We continuously hit an issue with SHS after it runs for a while and have some REST API calls to it. SHS suddenly shows an empty home page with 0 application. It is caused by the unexpected JSON data returned from rest call "api/v1/applications?limit=8000". This REST call returns the home page html codes instead of list of application summary. Some other REST call which asks for application detailed information also returns home page html codes. But there are still some working REST calls. We have to restart SHS to solve the issue.
We attached remote debugger to the problematic process and checked the attached jetty handlers tree in the web server. We found that the jetty handler added by "attachHandler(ApiRootResource.getServletHandler(this))" is not in the tree as well as some other handlers. Without the root resource servlet handler, SHS will not work correctly serving both UI and REST calls. SHS will directly return the HistoryServerPage html to user as it cannot find handlers to handle the request.

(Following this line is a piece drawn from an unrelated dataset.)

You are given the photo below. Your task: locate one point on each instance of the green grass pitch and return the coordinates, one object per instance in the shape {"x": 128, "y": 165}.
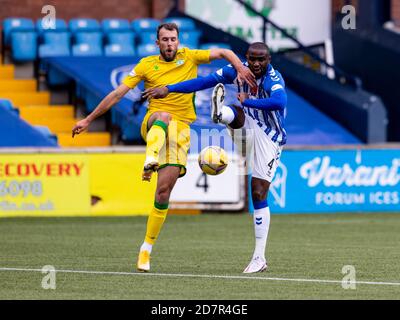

Spark History Server has to attachSparkUI in order to serve user requests. The application SparkUI getting attached when the application details data gets loaded into Guava Cache. While attaching SparkUI, SHS will add attach all jetty handlers into the current web service. But while the data gets cleared out from Guava Cache, SHS will detach all the application's SparkUI jetty handlers. Due to the asynchronous feature in Guava Cache, the clear out from cache is not synchronized with loading into cache. The actual clear out in Guava Cache which triggers detachSparkUI might be detaching the handlers while the attachSparkUI is attaching jetty handlers.
After adding synchronization between attachSparkUI and detachSparkUI in history server, this issue never happens again.